CRÜCIAL PŸTHON: IPython Notebook Demo

In [1]:
from IPython.core.display import Image 
Image(filename='logo.png', width=600) 
Out[1]:

Cells

IPython Notebook is a cell-based development environment. Each block of code (or text) can be run independently, and all cells share the same kernel. Each evaluated cell is stored in the In array, and the corresponding output is stored in Out.

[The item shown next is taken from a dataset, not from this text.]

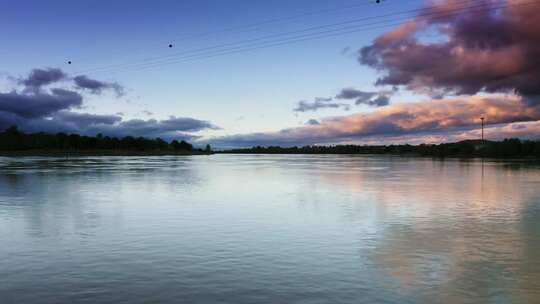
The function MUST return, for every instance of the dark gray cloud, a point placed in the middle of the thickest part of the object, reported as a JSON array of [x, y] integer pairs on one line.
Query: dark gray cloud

Given $a \in \mathbb{R}^D$, compute $\sum_{i = 1}^D a[i]^2$.

In [2]:
def sum_of_squares(a):
    return np.sum(a**2)
In [3]:
foo = np.array([1, 3, 5])
sum_of_squares(foo)
Out[3]:
35
In [4]:
print Out[3] + 4
39
In [6]:
# With the --pylab inline option, matplotlib plots are inline as cell output
w = np.linspace(0, 4*pi, 1000)
plt.plot(w, np.sin(w))
Out[6]:
[<matplotlib.lines.Line2D at 0x103d7ec90>]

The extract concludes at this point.